This is the first of a number of posts that introduce thinkers who’ve been especially influential on my work. I begin with the French philosopher Merleau-Ponty (1908-1961), who was a pioneer in the study of embodiment.

Merleau-Ponty was fascinated by our ‘being-in-the-world’ – the way our consciousness is incarnate in the world. Our awareness doesn’t emerge from a disembodied mind floating somewhere beyond physical reality, but is part of an active relationship between us and the world.
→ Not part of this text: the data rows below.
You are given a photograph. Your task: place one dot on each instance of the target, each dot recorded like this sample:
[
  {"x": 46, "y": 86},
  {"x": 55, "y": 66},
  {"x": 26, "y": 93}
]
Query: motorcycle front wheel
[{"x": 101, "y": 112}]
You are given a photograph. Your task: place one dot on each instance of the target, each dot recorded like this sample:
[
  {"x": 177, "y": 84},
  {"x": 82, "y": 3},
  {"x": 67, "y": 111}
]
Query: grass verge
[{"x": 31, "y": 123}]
He concluded that the process by which we come to understand the world emerges from a unity between subjects and objects that is the direct result of our embodiment. As he rather beautifully puts it, “[m]y body is the fabric into which all objects are woven” (Merleau-Ponty, 1962). Though his primary concern was with perception as an embodied process, he understood our entire being-in-the-world in the same way:
“As I contemplate the blue of the sky … I abandon myself to it and plunge into this mystery, it ‘thinks itself within me,’ I am the sky itself as it is drawn together and unified, and as it begins to exist for itself; my consciousness is saturated with this limitless blue … ”
(Merleau-Ponty, 1962).
Practical, embodied knowing is difficult – if not impossible – to express in words and quite different from the theoretical knowledge we can talk about. Think about the last time you used your computer keyboard: If you have any familiarity with it, you didn’t need to think about where the keys were. In an odd sense you don’t know; if I asked you to draw the keyboard layout for me, you would probably find it impossible. This is a “knowledge in the hands, which is forthcoming only when bodily effort is made, and cannot be formulated in detachment from that effort” (Merleau-Ponty, 1962). This upsets the Cartesian world-view, because it’s a form of knowing that transcends subject/object dualism: The ‘I’ that knows is tangled with what is known.